Iklan, Slogan, dan Poster
Artikel Ilmiah Populer
Artikel ilmiah populer menjelaskan hasil penelitian dengan gaya bahasa yang mudah dicerna, dengan cara yang menarik, dan topik yang sedang populer.
Strukturnya mirip dengan laporan.
Pendahuluan.
Isi.
Penutup.
Karya Fiksi
Unsur-unsur karya fiksi terbagi dua, yaitu unsur intrinsik dan ekstrinsik.
Unsur intrinsik adalah unsur yang ada di dalam cerita, mencakup tema, latar, alur, tokoh, penokohan, dan lain-lain. Sedangkan unsur ekstrintik adalah unsur luar yang memengaruhi cerita, seperti latar belakang penulis (asal, pengalaman, dan lain-lain).
Berikut struktur teks (bisa dalam bentuk lain, seperti game, film, dan lain-lain) cerita fiksi.
Orientasi. Perkenalan terhadap tokoh, latar, alur, dan unsur-unsur intrinsik lainnya.

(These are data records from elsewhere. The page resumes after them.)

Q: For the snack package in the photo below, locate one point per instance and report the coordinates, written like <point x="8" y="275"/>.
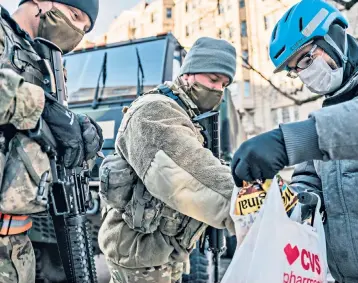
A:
<point x="251" y="196"/>
<point x="247" y="201"/>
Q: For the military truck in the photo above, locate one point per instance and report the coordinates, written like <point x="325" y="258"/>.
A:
<point x="100" y="82"/>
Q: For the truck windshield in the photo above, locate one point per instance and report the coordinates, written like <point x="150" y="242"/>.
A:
<point x="83" y="70"/>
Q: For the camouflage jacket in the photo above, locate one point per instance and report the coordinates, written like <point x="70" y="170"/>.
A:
<point x="187" y="188"/>
<point x="22" y="162"/>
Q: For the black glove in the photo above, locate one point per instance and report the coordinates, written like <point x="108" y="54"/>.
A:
<point x="91" y="135"/>
<point x="260" y="157"/>
<point x="66" y="129"/>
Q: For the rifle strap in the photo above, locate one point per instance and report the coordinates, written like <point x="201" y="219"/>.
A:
<point x="140" y="205"/>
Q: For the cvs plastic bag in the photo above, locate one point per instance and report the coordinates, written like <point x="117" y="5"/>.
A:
<point x="278" y="249"/>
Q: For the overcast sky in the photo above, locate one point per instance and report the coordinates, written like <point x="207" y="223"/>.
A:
<point x="109" y="9"/>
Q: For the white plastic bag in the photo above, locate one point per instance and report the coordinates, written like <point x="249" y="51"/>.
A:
<point x="278" y="249"/>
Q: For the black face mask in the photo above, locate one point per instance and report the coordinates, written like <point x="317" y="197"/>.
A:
<point x="57" y="28"/>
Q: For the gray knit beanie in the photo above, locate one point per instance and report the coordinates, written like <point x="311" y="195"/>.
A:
<point x="90" y="7"/>
<point x="209" y="55"/>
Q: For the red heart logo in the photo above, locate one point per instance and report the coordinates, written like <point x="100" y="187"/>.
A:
<point x="291" y="253"/>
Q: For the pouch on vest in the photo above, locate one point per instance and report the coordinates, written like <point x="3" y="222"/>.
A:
<point x="117" y="181"/>
<point x="143" y="212"/>
<point x="186" y="230"/>
<point x="26" y="178"/>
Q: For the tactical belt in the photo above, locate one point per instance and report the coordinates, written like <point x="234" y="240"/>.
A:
<point x="14" y="224"/>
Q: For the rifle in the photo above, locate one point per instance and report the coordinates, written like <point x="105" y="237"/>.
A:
<point x="70" y="195"/>
<point x="210" y="124"/>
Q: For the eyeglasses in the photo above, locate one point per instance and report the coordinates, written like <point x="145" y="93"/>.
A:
<point x="304" y="62"/>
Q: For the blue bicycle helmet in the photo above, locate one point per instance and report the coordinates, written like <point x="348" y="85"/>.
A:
<point x="299" y="26"/>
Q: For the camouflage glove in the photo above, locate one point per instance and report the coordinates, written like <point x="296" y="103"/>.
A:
<point x="91" y="135"/>
<point x="66" y="129"/>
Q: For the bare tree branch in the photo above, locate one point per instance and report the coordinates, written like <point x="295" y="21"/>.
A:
<point x="285" y="94"/>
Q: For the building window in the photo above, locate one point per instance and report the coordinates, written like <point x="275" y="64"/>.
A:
<point x="296" y="113"/>
<point x="243" y="29"/>
<point x="245" y="57"/>
<point x="153" y="17"/>
<point x="265" y="22"/>
<point x="169" y="13"/>
<point x="286" y="115"/>
<point x="228" y="5"/>
<point x="246" y="88"/>
<point x="274" y="116"/>
<point x="231" y="32"/>
<point x="220" y="8"/>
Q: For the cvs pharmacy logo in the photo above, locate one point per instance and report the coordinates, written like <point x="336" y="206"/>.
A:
<point x="309" y="260"/>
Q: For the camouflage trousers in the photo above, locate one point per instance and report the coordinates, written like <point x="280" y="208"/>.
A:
<point x="17" y="259"/>
<point x="169" y="273"/>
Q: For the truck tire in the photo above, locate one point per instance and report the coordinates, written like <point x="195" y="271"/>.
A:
<point x="48" y="264"/>
<point x="199" y="268"/>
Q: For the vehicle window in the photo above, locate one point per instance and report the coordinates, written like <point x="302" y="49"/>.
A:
<point x="84" y="70"/>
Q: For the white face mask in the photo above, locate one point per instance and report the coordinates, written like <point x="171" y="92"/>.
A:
<point x="320" y="78"/>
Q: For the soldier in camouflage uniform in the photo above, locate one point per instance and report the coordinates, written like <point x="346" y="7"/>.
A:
<point x="162" y="187"/>
<point x="22" y="103"/>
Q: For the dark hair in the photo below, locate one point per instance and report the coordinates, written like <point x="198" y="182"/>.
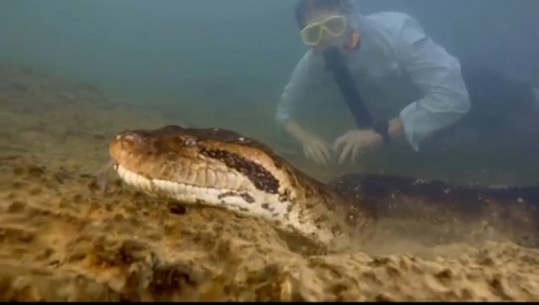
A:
<point x="303" y="6"/>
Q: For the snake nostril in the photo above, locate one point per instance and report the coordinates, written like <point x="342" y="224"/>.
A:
<point x="189" y="142"/>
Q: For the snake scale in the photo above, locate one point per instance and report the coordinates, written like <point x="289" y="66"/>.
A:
<point x="224" y="169"/>
<point x="211" y="167"/>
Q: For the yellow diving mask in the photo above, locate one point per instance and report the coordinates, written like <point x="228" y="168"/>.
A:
<point x="334" y="25"/>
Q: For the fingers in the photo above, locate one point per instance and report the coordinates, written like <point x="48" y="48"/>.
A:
<point x="339" y="142"/>
<point x="317" y="152"/>
<point x="351" y="150"/>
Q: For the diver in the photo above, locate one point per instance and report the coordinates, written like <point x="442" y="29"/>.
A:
<point x="383" y="52"/>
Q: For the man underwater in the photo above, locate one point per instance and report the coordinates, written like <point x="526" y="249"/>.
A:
<point x="389" y="45"/>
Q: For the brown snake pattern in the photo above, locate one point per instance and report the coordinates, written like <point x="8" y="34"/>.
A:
<point x="221" y="168"/>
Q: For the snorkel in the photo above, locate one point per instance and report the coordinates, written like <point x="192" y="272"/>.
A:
<point x="335" y="62"/>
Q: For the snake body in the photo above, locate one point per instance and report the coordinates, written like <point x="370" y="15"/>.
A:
<point x="222" y="168"/>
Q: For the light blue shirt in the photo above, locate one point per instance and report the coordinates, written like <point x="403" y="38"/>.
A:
<point x="392" y="44"/>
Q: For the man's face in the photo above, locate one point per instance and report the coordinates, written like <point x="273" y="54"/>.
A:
<point x="324" y="28"/>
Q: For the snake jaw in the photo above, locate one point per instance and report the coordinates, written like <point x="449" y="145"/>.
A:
<point x="220" y="168"/>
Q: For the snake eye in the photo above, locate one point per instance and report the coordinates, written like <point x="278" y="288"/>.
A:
<point x="190" y="142"/>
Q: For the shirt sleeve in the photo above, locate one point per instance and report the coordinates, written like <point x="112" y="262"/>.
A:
<point x="438" y="75"/>
<point x="304" y="77"/>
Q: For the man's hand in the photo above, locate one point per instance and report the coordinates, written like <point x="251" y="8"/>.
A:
<point x="314" y="147"/>
<point x="355" y="141"/>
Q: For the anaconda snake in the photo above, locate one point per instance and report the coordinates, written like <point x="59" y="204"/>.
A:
<point x="221" y="168"/>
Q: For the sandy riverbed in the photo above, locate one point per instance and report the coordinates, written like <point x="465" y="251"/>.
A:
<point x="63" y="238"/>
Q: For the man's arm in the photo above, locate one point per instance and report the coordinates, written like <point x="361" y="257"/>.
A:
<point x="303" y="80"/>
<point x="438" y="75"/>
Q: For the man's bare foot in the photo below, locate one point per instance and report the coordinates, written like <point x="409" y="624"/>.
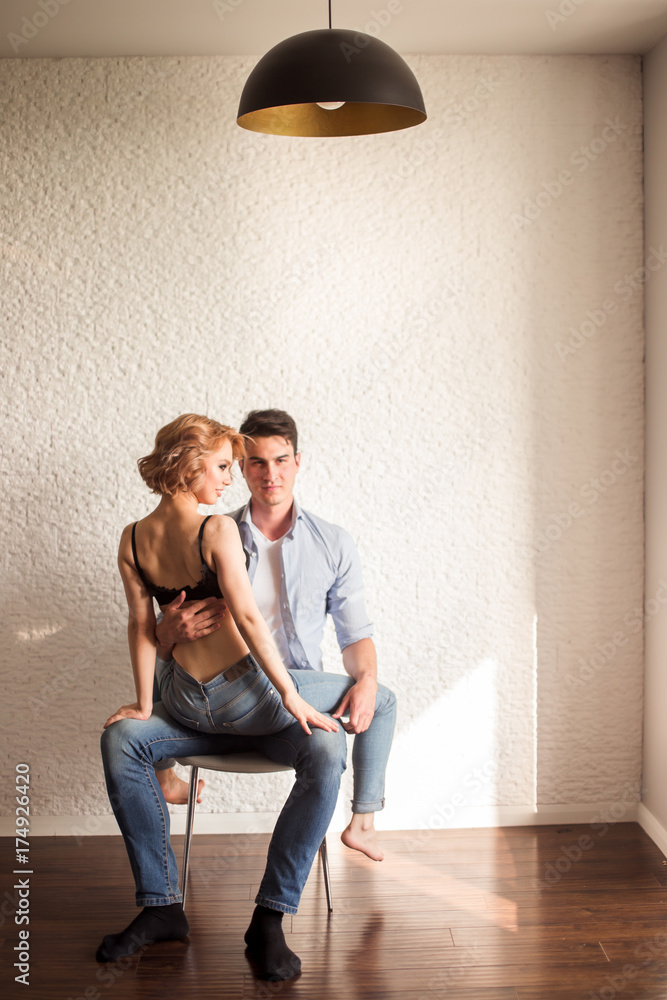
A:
<point x="174" y="789"/>
<point x="361" y="835"/>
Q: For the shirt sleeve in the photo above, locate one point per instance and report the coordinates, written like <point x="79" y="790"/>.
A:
<point x="345" y="598"/>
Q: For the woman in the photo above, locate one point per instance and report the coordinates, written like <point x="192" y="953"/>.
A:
<point x="227" y="681"/>
<point x="232" y="680"/>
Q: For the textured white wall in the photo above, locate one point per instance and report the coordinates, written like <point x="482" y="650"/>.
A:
<point x="450" y="315"/>
<point x="655" y="732"/>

Konflik. Mulailah rangkaian permasalahan. Masalah-masalah mereka bertambah. … Dan akhirnya sampai di titik klimaks, puncak konflik di dalam cerita.

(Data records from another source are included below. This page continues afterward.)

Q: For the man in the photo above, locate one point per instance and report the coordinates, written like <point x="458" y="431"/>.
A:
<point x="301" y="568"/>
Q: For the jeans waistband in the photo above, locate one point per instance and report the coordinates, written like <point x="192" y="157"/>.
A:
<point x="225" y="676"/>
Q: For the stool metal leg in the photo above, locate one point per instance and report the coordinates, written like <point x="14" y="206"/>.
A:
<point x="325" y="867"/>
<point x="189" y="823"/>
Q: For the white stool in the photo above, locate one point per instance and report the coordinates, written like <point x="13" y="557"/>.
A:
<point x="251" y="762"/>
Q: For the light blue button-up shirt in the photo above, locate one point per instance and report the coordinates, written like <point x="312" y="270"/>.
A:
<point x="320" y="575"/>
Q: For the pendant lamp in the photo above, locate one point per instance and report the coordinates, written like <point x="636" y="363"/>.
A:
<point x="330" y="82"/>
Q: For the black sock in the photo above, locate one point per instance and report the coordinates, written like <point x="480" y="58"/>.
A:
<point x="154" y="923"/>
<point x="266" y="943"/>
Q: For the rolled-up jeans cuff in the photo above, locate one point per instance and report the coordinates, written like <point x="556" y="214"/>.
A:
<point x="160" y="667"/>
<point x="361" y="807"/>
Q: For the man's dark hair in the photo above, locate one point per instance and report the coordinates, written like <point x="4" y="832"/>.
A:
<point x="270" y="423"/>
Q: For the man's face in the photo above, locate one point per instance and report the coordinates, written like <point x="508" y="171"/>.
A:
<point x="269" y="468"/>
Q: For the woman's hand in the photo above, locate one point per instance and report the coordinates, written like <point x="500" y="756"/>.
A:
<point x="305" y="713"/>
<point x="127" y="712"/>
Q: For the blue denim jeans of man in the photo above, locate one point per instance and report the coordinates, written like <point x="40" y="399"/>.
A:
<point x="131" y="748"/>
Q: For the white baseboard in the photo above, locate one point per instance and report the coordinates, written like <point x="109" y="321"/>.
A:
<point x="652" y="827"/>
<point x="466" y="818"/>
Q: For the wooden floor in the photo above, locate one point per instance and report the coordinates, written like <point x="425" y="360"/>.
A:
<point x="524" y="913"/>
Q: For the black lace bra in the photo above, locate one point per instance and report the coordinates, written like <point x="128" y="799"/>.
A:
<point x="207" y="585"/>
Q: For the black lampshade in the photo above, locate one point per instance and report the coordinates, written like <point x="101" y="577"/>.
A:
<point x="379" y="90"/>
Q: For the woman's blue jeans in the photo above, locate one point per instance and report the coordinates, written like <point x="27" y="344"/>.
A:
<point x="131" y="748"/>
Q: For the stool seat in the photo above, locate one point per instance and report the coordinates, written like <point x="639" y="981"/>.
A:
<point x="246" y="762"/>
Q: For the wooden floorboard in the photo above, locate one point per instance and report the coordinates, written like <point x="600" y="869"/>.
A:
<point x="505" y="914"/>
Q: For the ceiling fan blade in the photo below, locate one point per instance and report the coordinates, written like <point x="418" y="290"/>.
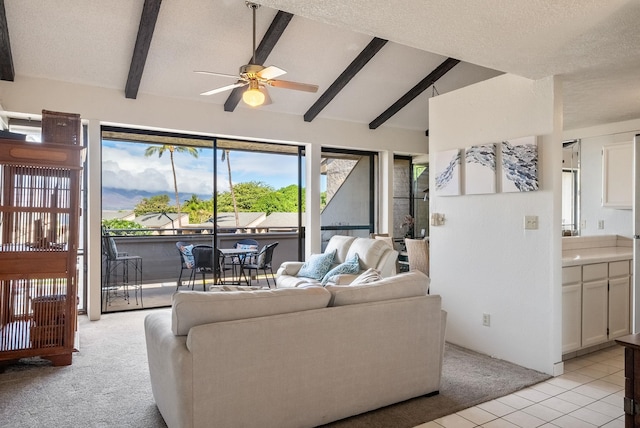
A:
<point x="213" y="73"/>
<point x="225" y="88"/>
<point x="293" y="85"/>
<point x="270" y="72"/>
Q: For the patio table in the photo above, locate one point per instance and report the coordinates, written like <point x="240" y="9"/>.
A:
<point x="241" y="255"/>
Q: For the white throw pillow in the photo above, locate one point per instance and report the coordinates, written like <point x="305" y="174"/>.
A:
<point x="350" y="266"/>
<point x="370" y="275"/>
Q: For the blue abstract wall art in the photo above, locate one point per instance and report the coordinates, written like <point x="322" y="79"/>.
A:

Resolusi. Berisi akhir konflik, bagaimana cerita berakhir. Bahagia? Sedih? Menggantung? Tergantung penulis. Terkadang masalah selesai dengan baik, dan cerita berakhir bahagia. Ataupun antagonis yang menang, dan cerita berakhir sedih. Atau bahkan masalah selesai dengan ambigu?

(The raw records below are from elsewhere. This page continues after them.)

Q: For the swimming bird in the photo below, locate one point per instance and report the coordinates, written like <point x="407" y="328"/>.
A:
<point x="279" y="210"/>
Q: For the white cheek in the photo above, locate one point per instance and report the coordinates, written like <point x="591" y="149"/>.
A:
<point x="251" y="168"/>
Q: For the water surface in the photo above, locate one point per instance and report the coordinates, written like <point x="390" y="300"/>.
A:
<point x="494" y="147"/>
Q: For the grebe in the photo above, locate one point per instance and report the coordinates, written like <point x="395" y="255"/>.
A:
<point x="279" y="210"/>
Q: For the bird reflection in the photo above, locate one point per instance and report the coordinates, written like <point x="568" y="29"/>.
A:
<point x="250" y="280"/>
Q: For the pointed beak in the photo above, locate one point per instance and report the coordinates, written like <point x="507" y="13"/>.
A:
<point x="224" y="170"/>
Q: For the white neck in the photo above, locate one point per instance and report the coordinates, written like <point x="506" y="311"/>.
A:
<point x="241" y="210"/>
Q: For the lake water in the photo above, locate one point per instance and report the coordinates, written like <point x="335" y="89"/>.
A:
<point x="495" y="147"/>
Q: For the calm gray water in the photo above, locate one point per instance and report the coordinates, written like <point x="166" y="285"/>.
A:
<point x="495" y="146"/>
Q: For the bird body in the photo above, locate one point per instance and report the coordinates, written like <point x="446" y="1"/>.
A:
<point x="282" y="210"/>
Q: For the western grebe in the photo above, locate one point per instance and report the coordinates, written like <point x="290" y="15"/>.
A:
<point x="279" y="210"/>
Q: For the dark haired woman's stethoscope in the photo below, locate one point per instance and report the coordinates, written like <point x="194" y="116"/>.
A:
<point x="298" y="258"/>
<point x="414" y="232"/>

Koda. Berisi akhir cerita, biasanya berupa amanat, pesan, atau pelajaran yang ingin disampaikan penulis.
Teks Ulasan
Teks ulasan (atau resensi) berisi penilaian dan komentar terhadap suatu karya sastra.
Berikut strukturnya.
Identitas Karya. Penulis, judul, penerbit, dan tahun terbit.
Orientasi.
Sinopsis dan Tafsiran.
Evaluasi. Berisi pendapat pengulas.
Ringkasan atau Kesimpulan. Bisa berisi saran untuk penulis karya.
Teks Pidato
Teks pidato berisi ungkapan, pemikiran, gagasan, atau ide yang hendak disampaikan di khalayak umum. Teks ini dapat bersifat persuasif.
Berikut strukturnya.
Pembukaan. Berisi salam pembuka, salam penghormatan, dan kata pengantar. Jangan lama-lama basa-basinya!
Isi.
Penutup. Mencakup kesimpulan, ajakan, dan salam penutup.
Teks Rekon
Teks rekon menjelaskan peristiwa yang terjadi di masa lalu, biasanya pengalaman penulis pribadi. Teks ini disampaikan secara kronologis, mulai dari awal hingga akhir.
Berikut strukturnya.
Orientasi. Pengenalan terhadap cerita, terkait siapa, apa, kapan, dan di mana.
Urutan Peristiwa.
(Reorientasi.) Dapat berisi refleksi penulis.
Teks Eksplanasi
Teks eksplanasi menjelaskan (explain) suatu peristiwa, terlebih lagi tentang sebab dan akibat peristiwa tersebut.
Berikut strukturnya.
Identifikasi Fenomena. Perkenalan terhadap objek pembahasan.
Rangkaian Kejadian.
Ulasan atau Interpretasi. Dapat memuat pendapat penulis.
Teks Argumentasi
Teks argumentasi berisi ide, gagasan, atau pendapat penulis disertai alasan yang berdasar pada fakta dan data yang tersedia.